Par ailleurs, le Collège d’Europe favorise cette identité européenne à travers différents mécanismes comme la symbolique, via notamment le nom des promotions. En effet, la promotion 1954-1955 se dénommait « Alcide DE GASPERI », celle de 1987-1988 « Altiero SPINELLI » mais encore plus récemment « Simone VEIL » pour l’année 2017-2018. De fait, cela produit un sentiment d’être en lien avec ces grands personnages ayant marqué l’histoire européenne.

Dans un second temps, le discours d’inauguration fait partie aussi de ce rituel dans la promotion de l’esprit européen. Chaque année, une personnalité politique ouvre l’année académique, des hommes et femmes célèbres sont venus promouvoir leur vision de l’intégration européenne : Angela Merkel, Jean-Claude Juncker, François Mitterrand, Simone Veil.

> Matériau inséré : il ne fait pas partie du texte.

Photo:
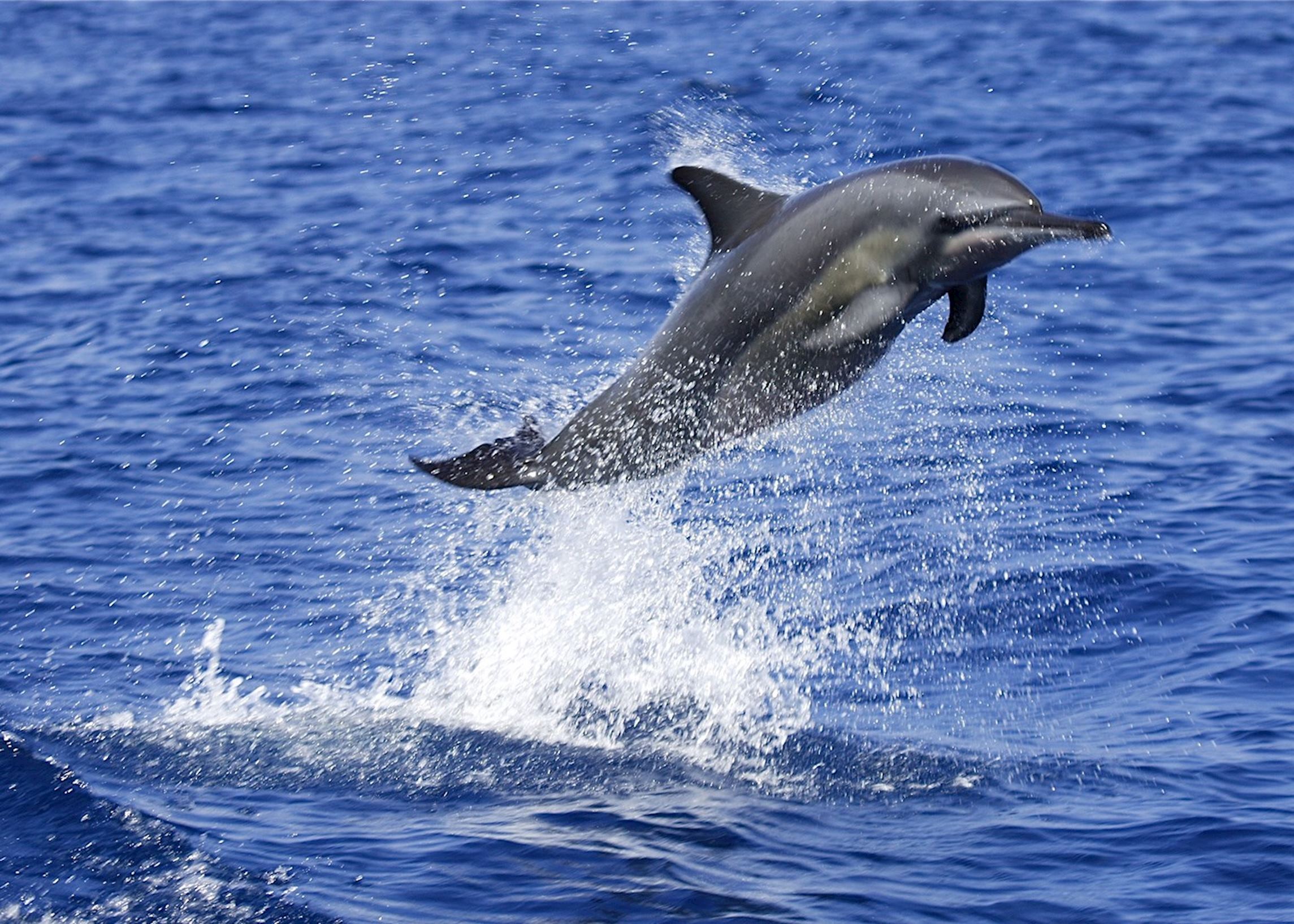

En conclusion, le Collège d’Europe permet l’émergence d’une identité européenne à travers l’apprentissage de savoir-faire et de savoir-être. Son jaillissement est intimement lié à l’intégration européenne. Cette institution privée d’utilité publique, en plus d’Erasmus et de l’Institut universitaire européen, promeut un plus grand développement du sentiment européen, de la formation européenne et de la mixité au sein des universités.

Notes

[1Henri Brugmans, Former des cadres pour l’Europe ». 1950. Accessed March 30, 2020.

[2Le Collège d’Europe ». 2020. Accessed March 30, 2020.

[3Zweig, S. « Appels aux Européens. » 2014.